According to Breyer, this new group of plaintiffs failed both in its claim that Wal-Mart pay and promotion practices treated female workers worse than male workers, and its separate claim that those practices had a more negative impact on women than on men. Breyer conceded that the suing employees “had amassed substantial evidence of discrimination against women that occurred at Wal-Mart stores during the period at issue in this suit,” but, thanks to a new standard set by the Supreme Court in the 2011 decision, even this substantial evidence of discrimination was not enough to justify a class-action lawsuit against the retailer.

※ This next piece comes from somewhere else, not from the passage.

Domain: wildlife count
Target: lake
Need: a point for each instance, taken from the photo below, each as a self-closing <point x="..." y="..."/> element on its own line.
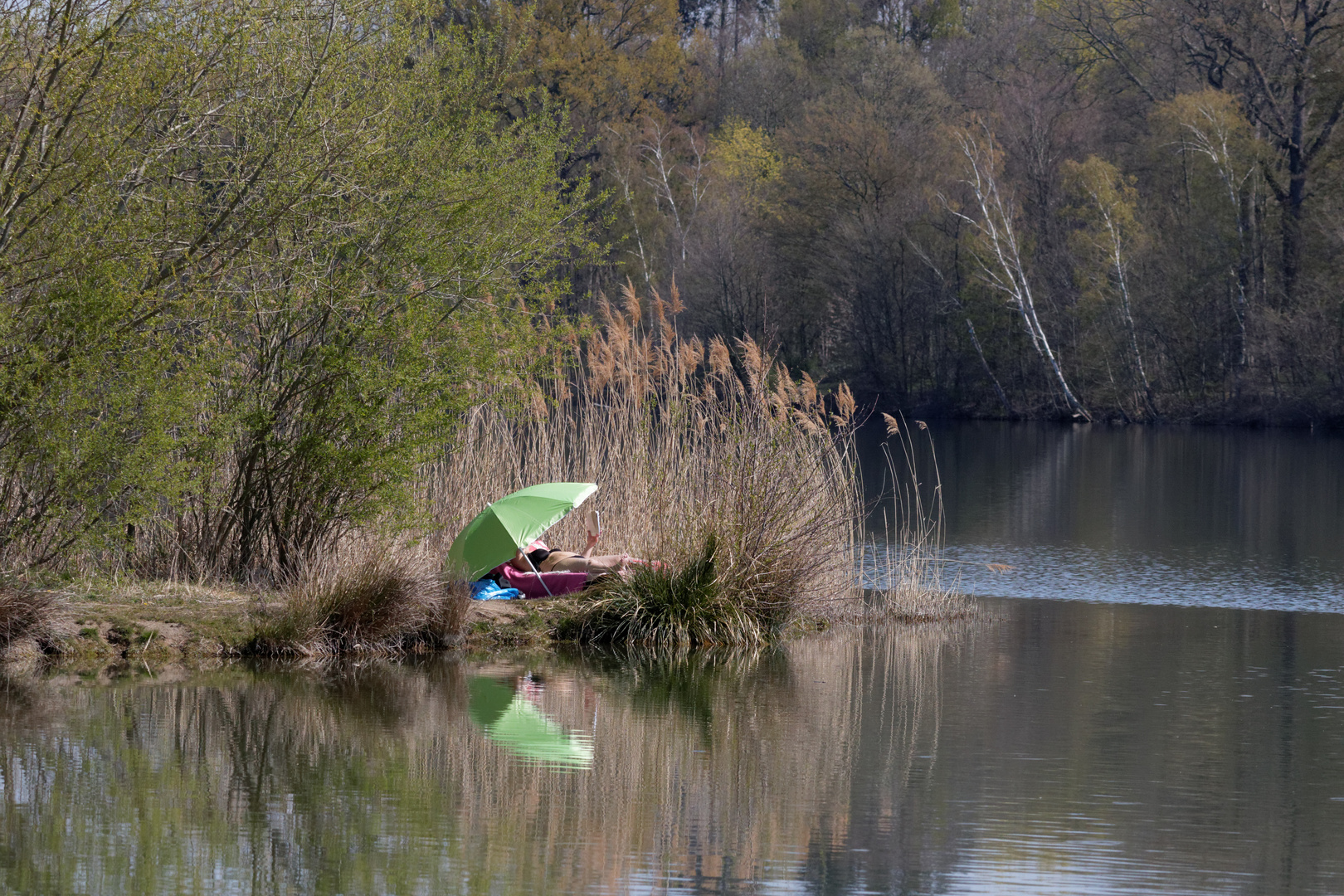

The problem, however, is that this challenge of proof is largely in the eye of the beholder. When this case first reached the Supreme Court in 2011, the plaintiffs presented statistical evidence suggesting widespread gender discrimination in Wal-Mart’s hiring practices, discrimination that was made possible because of pervasive sex stereotyping in the corporate culture of Wal-Mart. As Justice Ruth Bader Ginsburg explained in her dissent, “Women fill 70 percent of the hourly jobs in the retailer’s stores but make up only 33 percent of management employees,” while “the higher one looks in the organization the lower the percentage of women.” In his opinion last week, District Judge Breyer conceded the record had ample evidence of a discriminatory culture within Wal-Mart, but because the conservative majority on the Roberts Court rejected the use of statistical sampling to prove liability on a class-wide basis, (despite the fact the method had been permitted in other cases) he had no option but to dismiss the smaller, California region of Wal-Mart workers’ claims. Instead, he explained, the Supreme Court’s 2011 decision made it clear that to meet the “commonality” requirement to justify a class action, plaintiffs would still have to offer individualized proof of their claims, proof that is possible to develop only through individual investigations and complaints—proof that the 150,000 plaintiffs still could not produce. In short, the Supreme Court’s 2011 decision created an impossible standard for potential class-action plaintiffs to meet, and the penalty for failing to meet that impossible standard was to lose the ability to bring a class-action claim at all.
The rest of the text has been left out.